Painting in Judaica exhibit at Open Air Museum. |
By Ruth Ellen Gruber
Sanok, in the far southeastern tip of Poland, is a charming little town centered around a castle and nice little main market square -- it is a gateway to the Bieszcszady mountains, a beautiful region of lush hills, rushing streams and all the bucolic beauty that goes with it. I was there to write about the project constructing a replica of the destroyed Gwozdziec wooden synagogue -- and I've already posted on this.

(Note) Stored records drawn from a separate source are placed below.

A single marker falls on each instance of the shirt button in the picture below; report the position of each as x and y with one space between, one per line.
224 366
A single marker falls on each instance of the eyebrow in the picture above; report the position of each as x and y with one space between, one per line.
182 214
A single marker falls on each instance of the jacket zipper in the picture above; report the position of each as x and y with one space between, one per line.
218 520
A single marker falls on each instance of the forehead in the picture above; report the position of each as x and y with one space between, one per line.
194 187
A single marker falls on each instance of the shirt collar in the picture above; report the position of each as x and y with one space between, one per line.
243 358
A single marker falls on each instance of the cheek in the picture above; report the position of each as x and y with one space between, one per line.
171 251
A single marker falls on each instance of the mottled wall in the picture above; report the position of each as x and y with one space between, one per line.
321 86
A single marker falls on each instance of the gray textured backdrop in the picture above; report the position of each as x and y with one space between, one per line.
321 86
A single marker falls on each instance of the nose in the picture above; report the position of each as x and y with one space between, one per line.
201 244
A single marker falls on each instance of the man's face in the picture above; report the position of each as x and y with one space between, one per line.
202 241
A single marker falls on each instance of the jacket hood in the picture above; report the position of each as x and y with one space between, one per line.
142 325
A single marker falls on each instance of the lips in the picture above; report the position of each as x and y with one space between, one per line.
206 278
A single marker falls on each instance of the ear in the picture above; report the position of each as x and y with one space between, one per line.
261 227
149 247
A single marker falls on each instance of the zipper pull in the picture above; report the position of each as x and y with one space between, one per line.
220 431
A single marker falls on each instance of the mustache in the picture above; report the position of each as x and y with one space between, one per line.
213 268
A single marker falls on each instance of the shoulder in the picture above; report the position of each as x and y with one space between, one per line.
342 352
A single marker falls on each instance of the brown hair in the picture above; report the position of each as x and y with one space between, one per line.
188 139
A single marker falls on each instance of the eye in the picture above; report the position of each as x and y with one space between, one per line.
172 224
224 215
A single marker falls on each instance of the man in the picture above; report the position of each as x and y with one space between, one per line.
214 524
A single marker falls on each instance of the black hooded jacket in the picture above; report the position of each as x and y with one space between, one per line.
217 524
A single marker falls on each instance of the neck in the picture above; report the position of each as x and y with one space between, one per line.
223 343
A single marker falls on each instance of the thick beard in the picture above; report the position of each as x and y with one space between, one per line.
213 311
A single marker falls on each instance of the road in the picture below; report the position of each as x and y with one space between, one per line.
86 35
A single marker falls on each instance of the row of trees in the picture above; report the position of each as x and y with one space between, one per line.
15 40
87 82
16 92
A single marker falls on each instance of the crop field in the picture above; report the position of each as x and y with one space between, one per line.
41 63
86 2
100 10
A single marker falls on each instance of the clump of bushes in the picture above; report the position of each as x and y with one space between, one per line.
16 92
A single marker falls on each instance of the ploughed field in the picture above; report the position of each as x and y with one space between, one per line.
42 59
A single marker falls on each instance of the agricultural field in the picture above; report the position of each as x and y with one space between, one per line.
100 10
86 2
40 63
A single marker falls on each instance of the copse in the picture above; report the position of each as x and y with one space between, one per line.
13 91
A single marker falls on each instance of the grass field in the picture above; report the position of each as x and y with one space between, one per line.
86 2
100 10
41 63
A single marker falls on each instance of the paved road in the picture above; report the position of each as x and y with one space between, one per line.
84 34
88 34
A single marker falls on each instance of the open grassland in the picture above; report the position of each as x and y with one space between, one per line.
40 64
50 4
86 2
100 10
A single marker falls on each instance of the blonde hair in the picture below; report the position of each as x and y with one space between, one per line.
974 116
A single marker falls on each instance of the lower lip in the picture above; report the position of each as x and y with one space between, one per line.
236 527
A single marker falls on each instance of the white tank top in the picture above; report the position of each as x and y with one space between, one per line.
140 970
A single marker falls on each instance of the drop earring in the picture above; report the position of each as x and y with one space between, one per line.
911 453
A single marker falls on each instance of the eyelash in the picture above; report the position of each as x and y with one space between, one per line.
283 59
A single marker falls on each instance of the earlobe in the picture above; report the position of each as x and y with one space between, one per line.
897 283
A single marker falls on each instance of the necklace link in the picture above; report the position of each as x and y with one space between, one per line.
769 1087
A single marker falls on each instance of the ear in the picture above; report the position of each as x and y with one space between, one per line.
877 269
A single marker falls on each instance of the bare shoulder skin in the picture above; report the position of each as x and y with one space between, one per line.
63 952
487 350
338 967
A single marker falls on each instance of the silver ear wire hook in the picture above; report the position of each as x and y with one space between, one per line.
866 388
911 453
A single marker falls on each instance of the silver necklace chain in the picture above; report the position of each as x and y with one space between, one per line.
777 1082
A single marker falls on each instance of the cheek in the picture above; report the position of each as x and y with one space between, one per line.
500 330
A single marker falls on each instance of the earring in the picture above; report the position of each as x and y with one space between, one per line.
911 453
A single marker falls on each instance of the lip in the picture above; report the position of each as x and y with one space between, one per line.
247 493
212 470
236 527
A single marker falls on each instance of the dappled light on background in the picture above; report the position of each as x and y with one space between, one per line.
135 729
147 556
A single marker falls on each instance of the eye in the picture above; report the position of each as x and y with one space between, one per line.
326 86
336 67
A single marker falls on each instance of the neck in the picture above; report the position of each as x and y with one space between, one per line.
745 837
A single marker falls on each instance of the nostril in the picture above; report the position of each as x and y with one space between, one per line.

Sanok - main square. Photo (c) Ruth Ellen Gruber |
But, because of its long, rich Jewish history, Sanok, where Jews settled in the 16th century, is a stop on the Chassidic Route traced by the Foundation for the Preservation of Jewish Heritage in Poland, or FODZ. The town was a center of Chassidism in the 19th century, and before the Holocaust, Jews made up between 40 ad 50 percent of the local population.
There are only a few traces left of this vivid world.
The most interesting is the small but valuable collection of Judaica, photographs, paintings and other material housed at Sanok's open-air folk architecture museum, or skansen, a sprawling display of wonderful wooden village architecture.
Photos (c) Ruth Ellen Gruber |
It's all displayed in a long, bright room in a complex of buildings housing examples of Christian folk art, including carved wooden figures, and centuries-old icons.
Among the skansen buildings are a couple of houses once owned by Jews. But the museum director told me that there were plans to build a replica of one of the destroyed wooden synagogues -- the 18th century synagogue of Polaniec, for which ample documentation survives. The replica, (if and) when built, will form part of a newly built replica of a smalltown market square which is to open this summer.
Polaniec wooden synagogue. Picture from virtual shtetl web site |
Sanok -- unfinished replica of market square. Photo (c) Ruth Ellen Gruber |
In town, there are a couple of synagogue buildings, rebuilt for other purposes. There is also one surviving Jewish cemetery, dating from the 19th century -- it's next to the Catholic cemetery. Only a few gravestones remain. There is also a Holocaust memorial.